A very interesting, thorough and clueful discourse on spam from James Gleick in today's New York Times (via Slashdot). It's an in-depth examination of spam, its history and its mechanisms, and it's well worth reading. Although I'd recommend you read it all, and not skip to the conclusion, the conclusion is pretty damn good:
[...] two simple measures might be enough to stem the tide:
We need to be able to say no. No, I'm not looking for a good time. No, I don't want to ''e-mail millions of PayPal members.'' No, I don't want an anatomy-enlargement kit. No, I don't want my share of the Nigerian $25 million. I just want my in-box. It belongs to me, and I want it back.
- Forging Internet headers should be made illegal. The system depends on accurate information about senders and servers and relays; no one needs a right to falsify this information.
- Unsolicited bulk mail should carry a mandatory tag. That alone would put consumers back in control; all the complex technological challenge of identifying the spam would vanish.
One thing of note: it mentions SpamSieve, which is a Bayesian filtering tool that works for pretty much any Mac OS X email client. SpamSieve works pretty much like an expert system, in the following way:
- First you find a whole bunch of spam, and you tell it that these messages are spam
- Then you find a bunch of legitimate emails, and you tell it that these are OK
- Whenever you receive email, it analyses it, and if it thinks it's spam it marks it as such. You tell it whenever it gets anything wrong, and in time it gets better.

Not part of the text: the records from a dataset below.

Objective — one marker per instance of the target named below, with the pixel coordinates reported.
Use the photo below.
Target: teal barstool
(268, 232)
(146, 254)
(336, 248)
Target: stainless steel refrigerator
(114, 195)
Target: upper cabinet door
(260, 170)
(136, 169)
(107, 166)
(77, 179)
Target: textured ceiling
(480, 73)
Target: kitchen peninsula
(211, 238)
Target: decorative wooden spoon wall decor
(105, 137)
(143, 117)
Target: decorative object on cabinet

All this works very well, at least up to a point. At one point I was getting 97.2% accuracy, as SpamSieve was increasingly better trained to handle my email. Then I subscribed to a new mailing list - and it marked nearly all of the messages as spam. I had to tell it that all these messages were in fact legit - and the accuracy rate plummeted to 96%. (It has since recovered to 96.3%.)

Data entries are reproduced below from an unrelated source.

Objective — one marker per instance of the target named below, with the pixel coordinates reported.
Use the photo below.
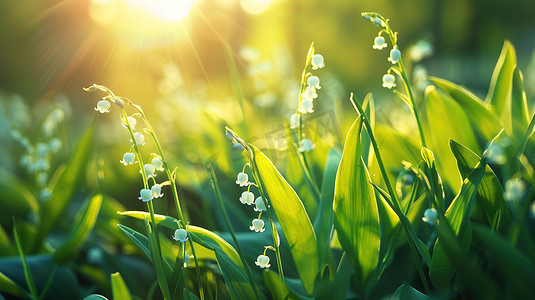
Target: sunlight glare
(255, 7)
(166, 10)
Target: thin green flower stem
(223, 210)
(259, 184)
(394, 203)
(274, 235)
(403, 73)
(197, 270)
(166, 167)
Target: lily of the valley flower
(317, 62)
(260, 204)
(379, 43)
(247, 198)
(243, 179)
(103, 106)
(307, 106)
(139, 138)
(389, 81)
(306, 145)
(150, 171)
(430, 216)
(156, 191)
(145, 195)
(128, 158)
(257, 225)
(314, 81)
(157, 163)
(310, 93)
(514, 189)
(395, 55)
(180, 235)
(294, 121)
(262, 261)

Spammers are now, according to James Gleick, misspelling words like penis or viagra to confuse such programs. I haven't seen any of these misspellings yet - according to SpamSieve - but I don't doubt they'll come. And this is the weakness of such spam-filtering software: they base their filtering entirely on knowledge of what was bad in the past. They're fighting the last war.
Happily, trainable expert systems like SpamSieve will be able to adapt more easily than rule-based systems. But still, this is something to bear in mind: there is an arms race between spammers and anti-spammers, and there is no guarantee that the anti-spammers will win.